La ingenuidad, que no es otra cosa que la confianza plena, está más cerca de la virtud que del defecto. Estamos acostumbrados a una insidiosa frase, relativamente vinculada con la ingenuidad, que dice algo así como: “es tan bueno que es tonto”, tan manida en la cultura pop que ha sido normalizada. En la última semana han caído en mis manos varios libros al azar que, de una manera u otra, circulan por la senda de la ingenuidad humana y su mutabilidad. Una mujer necesita que un hombre oculte un secreto grave y extraordinario para enamorarse de él. Otra mujer se obsesionará con la presencia de la cónyuge de su amante y, en el fondo, espera que tras esta investigación él la elija a ella. Un hombre espera desesperado una llamada, aunque sabe que no llegará. Otro hombre piensa que su vida está ligada a una mujer. ¿Son, acaso, tontos? Más bien confiados, suplicando a la seguridad para evitar la ausencia. Son sinceros con los demás. La esperanza es un acto de sinceridad.
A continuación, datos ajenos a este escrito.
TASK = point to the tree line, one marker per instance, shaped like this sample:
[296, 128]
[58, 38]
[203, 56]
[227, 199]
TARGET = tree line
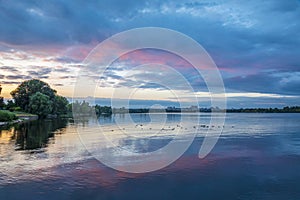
[37, 97]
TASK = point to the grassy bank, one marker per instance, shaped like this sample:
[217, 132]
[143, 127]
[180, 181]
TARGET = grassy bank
[7, 116]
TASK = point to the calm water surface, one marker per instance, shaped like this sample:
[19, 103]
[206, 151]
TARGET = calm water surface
[257, 157]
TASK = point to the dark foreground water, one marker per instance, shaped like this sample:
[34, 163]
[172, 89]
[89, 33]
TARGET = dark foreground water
[257, 157]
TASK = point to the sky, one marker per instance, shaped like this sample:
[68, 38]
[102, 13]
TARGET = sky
[255, 45]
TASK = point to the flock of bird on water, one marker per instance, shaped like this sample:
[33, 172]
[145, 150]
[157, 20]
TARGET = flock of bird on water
[169, 128]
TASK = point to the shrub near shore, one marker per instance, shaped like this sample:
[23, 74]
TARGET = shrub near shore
[6, 116]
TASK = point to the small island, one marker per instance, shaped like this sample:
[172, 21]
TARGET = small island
[35, 99]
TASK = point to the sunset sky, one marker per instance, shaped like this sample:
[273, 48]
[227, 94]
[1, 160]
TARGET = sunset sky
[255, 45]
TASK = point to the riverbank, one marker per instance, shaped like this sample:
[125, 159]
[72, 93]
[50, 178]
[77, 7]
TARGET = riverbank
[21, 117]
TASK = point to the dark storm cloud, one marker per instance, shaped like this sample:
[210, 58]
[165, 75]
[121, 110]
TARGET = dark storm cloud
[9, 69]
[249, 39]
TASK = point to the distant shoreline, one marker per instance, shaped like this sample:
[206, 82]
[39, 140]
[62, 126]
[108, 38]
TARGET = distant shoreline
[294, 109]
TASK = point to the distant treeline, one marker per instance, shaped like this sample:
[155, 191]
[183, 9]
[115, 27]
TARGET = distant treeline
[287, 109]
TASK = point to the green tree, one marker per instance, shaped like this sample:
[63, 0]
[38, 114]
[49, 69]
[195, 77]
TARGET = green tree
[25, 90]
[40, 104]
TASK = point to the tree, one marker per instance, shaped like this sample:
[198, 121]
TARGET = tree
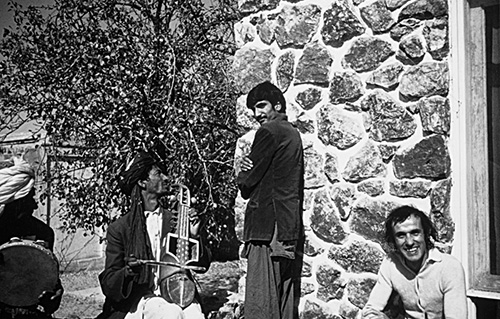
[104, 78]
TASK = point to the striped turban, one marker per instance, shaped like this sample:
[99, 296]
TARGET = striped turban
[15, 182]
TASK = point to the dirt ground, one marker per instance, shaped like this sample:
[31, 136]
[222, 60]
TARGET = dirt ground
[83, 298]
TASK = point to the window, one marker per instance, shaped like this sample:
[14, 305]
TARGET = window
[492, 42]
[476, 78]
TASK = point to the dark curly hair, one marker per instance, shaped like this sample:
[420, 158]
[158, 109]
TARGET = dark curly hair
[266, 91]
[401, 214]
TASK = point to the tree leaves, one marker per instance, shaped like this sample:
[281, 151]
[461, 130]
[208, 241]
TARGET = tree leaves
[108, 78]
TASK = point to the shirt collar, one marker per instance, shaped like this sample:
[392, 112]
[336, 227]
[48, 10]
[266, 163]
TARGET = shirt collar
[279, 117]
[148, 213]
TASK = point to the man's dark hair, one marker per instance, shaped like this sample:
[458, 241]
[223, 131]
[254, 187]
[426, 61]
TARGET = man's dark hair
[266, 91]
[401, 214]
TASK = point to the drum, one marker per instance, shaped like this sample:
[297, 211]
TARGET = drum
[26, 270]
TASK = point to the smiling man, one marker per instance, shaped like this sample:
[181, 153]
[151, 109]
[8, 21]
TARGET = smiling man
[430, 284]
[271, 178]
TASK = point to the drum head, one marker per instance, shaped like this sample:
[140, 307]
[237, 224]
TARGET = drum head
[26, 270]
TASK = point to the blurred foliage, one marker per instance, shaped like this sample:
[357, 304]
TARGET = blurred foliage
[105, 78]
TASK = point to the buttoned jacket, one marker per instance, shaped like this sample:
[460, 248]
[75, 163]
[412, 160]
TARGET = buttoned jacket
[274, 185]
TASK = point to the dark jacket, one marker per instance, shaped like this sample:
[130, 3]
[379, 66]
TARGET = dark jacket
[274, 185]
[123, 293]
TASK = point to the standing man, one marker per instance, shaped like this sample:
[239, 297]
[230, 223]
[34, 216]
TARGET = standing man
[430, 284]
[130, 286]
[271, 178]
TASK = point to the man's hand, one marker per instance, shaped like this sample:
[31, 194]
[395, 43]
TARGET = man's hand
[50, 300]
[246, 164]
[132, 266]
[194, 223]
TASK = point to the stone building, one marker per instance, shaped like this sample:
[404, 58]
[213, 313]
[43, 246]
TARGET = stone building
[397, 103]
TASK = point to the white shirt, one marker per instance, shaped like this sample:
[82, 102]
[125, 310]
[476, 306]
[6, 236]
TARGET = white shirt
[154, 222]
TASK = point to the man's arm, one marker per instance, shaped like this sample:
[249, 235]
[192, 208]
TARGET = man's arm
[380, 294]
[454, 299]
[263, 149]
[115, 282]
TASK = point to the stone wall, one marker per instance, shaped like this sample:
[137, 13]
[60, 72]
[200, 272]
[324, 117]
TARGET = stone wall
[366, 84]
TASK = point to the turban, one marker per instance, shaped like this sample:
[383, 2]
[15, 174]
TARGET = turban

El hábito nos ha hecho medir las esperas con el tiempo. Un minuto, una hora, una tarde de mayo falleciente, dos semanas sin noticias. Es más acuciante, más necesario, medirlas a través del sentimiento. Cuando espero, repito para mis adentros la frase “la paciencia todo lo alcanza” que escribiera Santa Teresa siglos antes de yo esperase. Y esta frase contiene las dos variables. El tiempo manifiesto y la sinceridad implícita. Pensé en ella cuando esperaba y miraba la escultura de Santa María de la Sede, aquella imagen que antes presidía el lugar que hoy ocupa Santa María de la Vega, patrona de Salamanca. Dulce, sonriente, llena y en consonancia con el tiempo. A sus pies brilla una cartela expositiva con un dibujo, estridente en colores, pero absolutamente necesario, con un código cromático donde se señalan las pérdidas de la capa pictórica, del soporte y los lugares donde perviven ambos a pesar del tiempo. Y de la sinceridad. Y de todo. La carne de su carrillo izquierdo y su cabello lucen prácticamente incorruptibles, ciertamente dogmáticos y ajustados a la realidad de la representada. El resto de la imagen luce la robustez de la idea. Piedra arenisca al descubierto, grácil y viva. Alcanzada por la paciencia de presidir una devoción. Alcanzada por la espera. Alcanzada por la ingenuidad y la gratitud. Una imagen de tiempo y sinceridad.